Suddenly I realised, that I was looking at him with a concerned expression, which could easily be misconstrued as a negative emotion in a 6 year old’s eyes. So I immediately swapped it for a smile and said ‘Honestly, I’m absolutely fine!’
He smiled back and said ‘Ok.’
We hugged some more until he was ready to get going, and went to watch TV until Dad was ready to leave.
All was well.
Being mindful of our own emotions is one of the hardest things to do.
Our brains have two sections, reflective and reactive. The amygdala is our brain’s emotional hub. ( Check me out getting all fancy with words!)
When something happens, it is in the amygdala that the brain reacts in one of four ways – fight, flight, flee or focus.

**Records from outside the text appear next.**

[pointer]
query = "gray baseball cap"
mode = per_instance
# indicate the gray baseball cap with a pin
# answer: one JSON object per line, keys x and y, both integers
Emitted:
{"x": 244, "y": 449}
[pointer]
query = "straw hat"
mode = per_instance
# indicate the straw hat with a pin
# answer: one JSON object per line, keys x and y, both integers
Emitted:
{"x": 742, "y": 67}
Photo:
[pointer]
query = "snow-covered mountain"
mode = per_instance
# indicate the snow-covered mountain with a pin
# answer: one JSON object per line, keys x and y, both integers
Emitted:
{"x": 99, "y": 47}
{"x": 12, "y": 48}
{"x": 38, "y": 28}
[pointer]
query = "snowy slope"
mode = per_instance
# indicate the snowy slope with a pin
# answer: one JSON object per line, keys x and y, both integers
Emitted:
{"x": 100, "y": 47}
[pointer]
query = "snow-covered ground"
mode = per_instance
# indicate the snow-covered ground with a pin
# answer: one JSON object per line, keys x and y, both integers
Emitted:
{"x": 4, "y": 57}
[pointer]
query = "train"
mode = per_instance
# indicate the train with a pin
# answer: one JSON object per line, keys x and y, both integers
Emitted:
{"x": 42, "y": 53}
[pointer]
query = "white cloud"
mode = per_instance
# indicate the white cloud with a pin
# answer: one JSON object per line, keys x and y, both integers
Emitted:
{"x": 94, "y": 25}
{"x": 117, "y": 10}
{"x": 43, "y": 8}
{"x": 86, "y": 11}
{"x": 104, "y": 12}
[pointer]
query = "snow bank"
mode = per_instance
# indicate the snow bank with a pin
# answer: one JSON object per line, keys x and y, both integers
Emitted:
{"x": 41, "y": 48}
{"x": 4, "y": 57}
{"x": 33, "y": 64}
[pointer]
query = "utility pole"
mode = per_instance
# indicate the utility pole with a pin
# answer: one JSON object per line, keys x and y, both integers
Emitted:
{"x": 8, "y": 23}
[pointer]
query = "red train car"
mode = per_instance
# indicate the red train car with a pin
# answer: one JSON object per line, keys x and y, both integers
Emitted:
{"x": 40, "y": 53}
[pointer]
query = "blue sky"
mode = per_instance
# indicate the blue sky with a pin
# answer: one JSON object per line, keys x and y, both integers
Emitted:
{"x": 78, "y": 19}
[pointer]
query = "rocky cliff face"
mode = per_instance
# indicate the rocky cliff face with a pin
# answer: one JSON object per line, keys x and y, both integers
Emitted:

Trying to remain in the ‘focus’ part of our brain is something that takes a hell of a lot of effort.
However, with practice, it can become easier and easier.
It is especially important to work on this when around children as they will ultimately learn this skill from you and you will be less likely to send the wrong messages to your child causing them to feel badly about themselves.
Next time, I will pause. Waiting for just enough time to remind myself where I want my brain to be.
My brain will slowly become used to getting it’s response from more of a focused area, and each time it will be easier and easier to be able to regulate my emotions and be mindful of my reactions.
“Today I will choose love. If I mistakenly choose distraction, perfection, criticism or negativity over love, I will choose love next.
I will choose love until it becomes my default choice… my gut instinct… my natural reaction. I will choose love until it becomes who I am.”